El Patesaurio, agotado, apoyó su cabeza contra el pecho de su humano por un breve instante antes de quedarse dormido.

Horas más tarde, ya en la zona común del búnker, ocurrió algo inesperado.

Los cinco perros —Nébula, la madre dachshund, los cachorros y el recién curado Patesaurio— formaban un pequeño círculo protector. Los cachorros estaban en el centro, arropados por los cuerpos tibios y suaves de su nueva manada.
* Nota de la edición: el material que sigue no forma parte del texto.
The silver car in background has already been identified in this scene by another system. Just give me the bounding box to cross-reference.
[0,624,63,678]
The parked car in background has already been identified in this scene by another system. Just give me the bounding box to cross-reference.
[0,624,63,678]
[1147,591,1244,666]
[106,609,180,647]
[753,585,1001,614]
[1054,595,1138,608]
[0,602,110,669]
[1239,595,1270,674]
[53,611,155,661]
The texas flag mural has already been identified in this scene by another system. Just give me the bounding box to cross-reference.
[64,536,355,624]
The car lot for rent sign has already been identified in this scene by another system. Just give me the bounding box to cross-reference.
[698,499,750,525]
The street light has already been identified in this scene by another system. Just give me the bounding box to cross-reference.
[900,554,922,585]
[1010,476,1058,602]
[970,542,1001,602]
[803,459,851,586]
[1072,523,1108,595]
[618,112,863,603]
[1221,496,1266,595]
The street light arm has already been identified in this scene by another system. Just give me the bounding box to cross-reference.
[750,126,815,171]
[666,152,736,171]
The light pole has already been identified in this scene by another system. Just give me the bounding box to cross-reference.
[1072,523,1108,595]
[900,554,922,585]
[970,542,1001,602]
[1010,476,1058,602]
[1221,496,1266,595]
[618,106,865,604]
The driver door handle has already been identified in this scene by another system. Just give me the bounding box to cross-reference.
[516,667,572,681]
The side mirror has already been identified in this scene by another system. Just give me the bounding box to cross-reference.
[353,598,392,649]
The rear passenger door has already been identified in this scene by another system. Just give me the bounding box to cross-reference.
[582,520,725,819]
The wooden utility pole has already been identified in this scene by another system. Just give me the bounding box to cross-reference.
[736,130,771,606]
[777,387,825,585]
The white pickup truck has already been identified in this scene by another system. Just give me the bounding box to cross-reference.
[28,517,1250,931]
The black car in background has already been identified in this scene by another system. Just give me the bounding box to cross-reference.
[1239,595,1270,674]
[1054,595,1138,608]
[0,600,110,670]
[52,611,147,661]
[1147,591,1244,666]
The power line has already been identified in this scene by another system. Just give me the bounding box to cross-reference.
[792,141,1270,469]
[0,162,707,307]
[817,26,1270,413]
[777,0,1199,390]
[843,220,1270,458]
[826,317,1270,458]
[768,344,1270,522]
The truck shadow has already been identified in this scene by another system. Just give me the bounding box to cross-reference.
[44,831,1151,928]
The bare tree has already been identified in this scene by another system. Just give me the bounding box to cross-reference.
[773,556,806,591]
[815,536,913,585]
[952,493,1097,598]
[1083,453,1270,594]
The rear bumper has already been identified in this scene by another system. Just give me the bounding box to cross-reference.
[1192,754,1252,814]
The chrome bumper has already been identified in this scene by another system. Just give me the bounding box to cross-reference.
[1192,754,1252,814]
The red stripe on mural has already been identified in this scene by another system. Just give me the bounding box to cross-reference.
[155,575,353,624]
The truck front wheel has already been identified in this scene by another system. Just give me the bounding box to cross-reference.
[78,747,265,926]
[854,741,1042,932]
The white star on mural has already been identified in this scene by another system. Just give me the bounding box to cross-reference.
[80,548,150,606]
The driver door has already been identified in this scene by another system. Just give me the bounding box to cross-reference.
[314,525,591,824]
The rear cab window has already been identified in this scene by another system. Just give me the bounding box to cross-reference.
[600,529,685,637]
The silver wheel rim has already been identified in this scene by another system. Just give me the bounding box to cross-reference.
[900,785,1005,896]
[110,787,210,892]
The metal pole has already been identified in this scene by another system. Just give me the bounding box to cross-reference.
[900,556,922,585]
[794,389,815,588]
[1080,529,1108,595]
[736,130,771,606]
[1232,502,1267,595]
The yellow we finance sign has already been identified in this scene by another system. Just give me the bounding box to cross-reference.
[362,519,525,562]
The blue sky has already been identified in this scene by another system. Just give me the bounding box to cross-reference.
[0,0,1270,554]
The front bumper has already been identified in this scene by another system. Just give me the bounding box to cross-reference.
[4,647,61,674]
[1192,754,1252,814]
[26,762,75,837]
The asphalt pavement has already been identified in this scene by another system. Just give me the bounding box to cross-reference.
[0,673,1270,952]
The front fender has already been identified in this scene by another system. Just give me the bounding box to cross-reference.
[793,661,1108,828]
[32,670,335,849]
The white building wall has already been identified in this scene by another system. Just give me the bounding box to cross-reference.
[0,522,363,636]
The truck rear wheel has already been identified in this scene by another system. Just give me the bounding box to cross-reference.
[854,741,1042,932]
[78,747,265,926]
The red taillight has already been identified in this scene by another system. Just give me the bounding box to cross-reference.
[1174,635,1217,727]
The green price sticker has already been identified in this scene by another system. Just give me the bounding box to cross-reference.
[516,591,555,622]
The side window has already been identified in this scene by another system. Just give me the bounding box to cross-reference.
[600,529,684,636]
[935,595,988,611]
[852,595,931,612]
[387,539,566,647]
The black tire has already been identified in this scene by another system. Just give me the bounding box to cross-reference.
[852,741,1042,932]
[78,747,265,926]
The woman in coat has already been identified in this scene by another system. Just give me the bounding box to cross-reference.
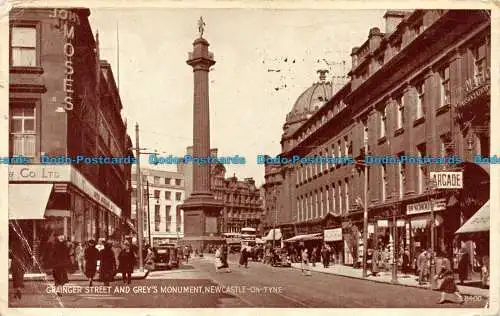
[99,242,116,286]
[118,242,135,284]
[52,235,70,296]
[436,258,464,304]
[372,248,381,276]
[83,240,99,286]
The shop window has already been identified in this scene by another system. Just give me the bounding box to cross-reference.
[472,42,488,82]
[155,204,161,232]
[417,143,427,194]
[9,103,36,158]
[396,95,405,129]
[165,205,172,232]
[10,26,37,67]
[439,66,451,106]
[415,82,425,119]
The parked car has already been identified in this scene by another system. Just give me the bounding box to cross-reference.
[271,248,292,267]
[153,243,179,270]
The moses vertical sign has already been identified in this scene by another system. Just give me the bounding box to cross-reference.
[431,171,464,189]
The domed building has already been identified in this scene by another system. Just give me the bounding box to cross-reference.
[281,70,333,152]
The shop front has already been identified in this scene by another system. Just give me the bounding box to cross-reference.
[9,165,121,270]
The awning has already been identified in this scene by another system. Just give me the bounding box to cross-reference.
[9,183,53,219]
[410,214,443,229]
[455,201,490,234]
[262,228,281,241]
[285,233,323,242]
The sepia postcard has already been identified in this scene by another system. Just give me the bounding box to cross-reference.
[0,0,500,315]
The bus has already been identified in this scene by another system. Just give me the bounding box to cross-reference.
[241,227,257,247]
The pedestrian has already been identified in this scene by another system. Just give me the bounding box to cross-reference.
[118,241,137,284]
[111,240,122,275]
[417,250,428,285]
[301,248,311,276]
[458,242,470,284]
[83,239,99,286]
[435,258,464,304]
[221,245,231,273]
[99,242,116,286]
[372,248,381,276]
[75,242,85,274]
[9,224,30,300]
[311,247,318,267]
[321,245,330,269]
[52,235,70,297]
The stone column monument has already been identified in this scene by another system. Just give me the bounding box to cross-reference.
[180,18,224,250]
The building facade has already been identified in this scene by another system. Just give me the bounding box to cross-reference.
[266,10,491,264]
[132,168,186,246]
[178,147,262,233]
[9,8,133,266]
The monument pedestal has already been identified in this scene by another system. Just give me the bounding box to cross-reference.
[180,193,225,251]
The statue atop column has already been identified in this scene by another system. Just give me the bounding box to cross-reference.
[198,16,206,38]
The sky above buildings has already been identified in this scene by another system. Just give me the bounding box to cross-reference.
[90,8,385,184]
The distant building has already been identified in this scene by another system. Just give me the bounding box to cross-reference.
[264,10,491,264]
[9,8,133,266]
[132,168,186,246]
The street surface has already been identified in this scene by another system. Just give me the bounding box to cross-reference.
[9,256,486,308]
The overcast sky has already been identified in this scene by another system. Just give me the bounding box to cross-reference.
[90,8,385,184]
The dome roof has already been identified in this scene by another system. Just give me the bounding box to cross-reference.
[290,70,332,121]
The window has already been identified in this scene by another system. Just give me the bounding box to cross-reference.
[345,178,350,213]
[380,164,387,201]
[417,144,427,194]
[155,205,161,232]
[415,83,425,119]
[472,42,488,83]
[398,152,406,199]
[396,95,405,129]
[165,205,172,232]
[379,107,387,138]
[439,66,451,106]
[10,26,37,67]
[363,119,368,152]
[10,104,36,158]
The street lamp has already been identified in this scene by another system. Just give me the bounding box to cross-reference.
[428,177,437,290]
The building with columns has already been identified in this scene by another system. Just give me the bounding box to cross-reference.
[132,168,186,246]
[265,10,491,264]
[8,8,133,270]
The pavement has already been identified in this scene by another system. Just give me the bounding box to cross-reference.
[9,269,149,281]
[292,263,490,298]
[200,254,490,298]
[2,256,488,308]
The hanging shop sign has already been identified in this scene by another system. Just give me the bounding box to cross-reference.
[430,171,464,189]
[406,199,446,215]
[323,227,342,241]
[50,8,80,111]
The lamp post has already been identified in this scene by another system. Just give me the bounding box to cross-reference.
[428,177,437,290]
[391,200,399,284]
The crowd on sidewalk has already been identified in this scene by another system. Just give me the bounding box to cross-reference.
[9,235,144,299]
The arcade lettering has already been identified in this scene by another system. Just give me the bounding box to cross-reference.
[50,9,80,111]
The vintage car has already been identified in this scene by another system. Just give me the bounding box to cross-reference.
[153,243,179,270]
[271,248,292,267]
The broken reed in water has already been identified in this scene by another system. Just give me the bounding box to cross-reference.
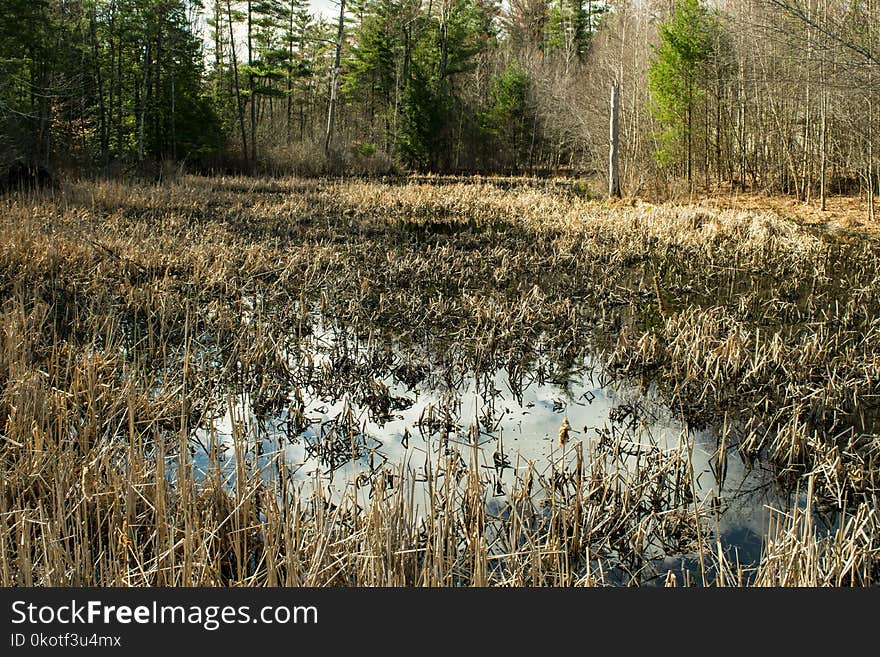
[0,178,880,586]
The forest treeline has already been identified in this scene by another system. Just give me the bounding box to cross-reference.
[0,0,880,200]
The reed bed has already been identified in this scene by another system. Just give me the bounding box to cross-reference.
[0,178,880,586]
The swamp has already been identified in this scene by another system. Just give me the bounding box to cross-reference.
[0,175,880,587]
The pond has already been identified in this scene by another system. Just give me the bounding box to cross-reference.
[194,322,797,583]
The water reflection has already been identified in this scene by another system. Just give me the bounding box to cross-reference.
[195,320,784,568]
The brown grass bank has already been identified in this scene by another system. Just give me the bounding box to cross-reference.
[0,177,880,586]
Plutón, a quien rara vez se veía compartir espacio con otros, se unió al grupo, con la cabeza apoyada sobre el lomo de uno de los pequeños. Camila se llevó la mano a la boca, enternecida.

—¿Plutón durmiendo con otros? ¿Voluntariamente? —murmuró ella.
—Están haciendo guardia… —respondió Santiago en voz baja—. Les están diciendo que esta noche, no hay nada que temer—.

Se quedaron allí un rato, mirando el cuadro con una mezcla de asombro, alivio y ternura.

Desde mis sensores, grabé la imagen. Una de esas que conservo, no por protocolo… sino porque me enseñan algo.

Archivo adjunto: “La Jauría Salvada – Imagen 1”. Clasificación: Esperanza.

Y mientras las luces bajaban su intensidad y la temperatura ambiente se ajustaba para permitir un sueño reparador, pensé en lo que significaba todo esto. Humanos y animales. Supervivencia y compasión. Violencia y redención. La guerra allá afuera parecía lejana, aunque solo fuera por una noche.

Reflexión Final:

“Hoy registramos cuatro nuevos habitantes. Tres de ellos apenas conocen el mundo. Uno ha vivido más de lo que debió. Pero todos han sido salvados por quienes no olvidan que proteger también es resistir.
El búnker sigue en pie.
La manada crece.
Y yo, Emily, sigo aprendiendo lo que significa estar viva.”

Archivo guardado. Historia finalizada. Energía en modo bajo. Buenas noches.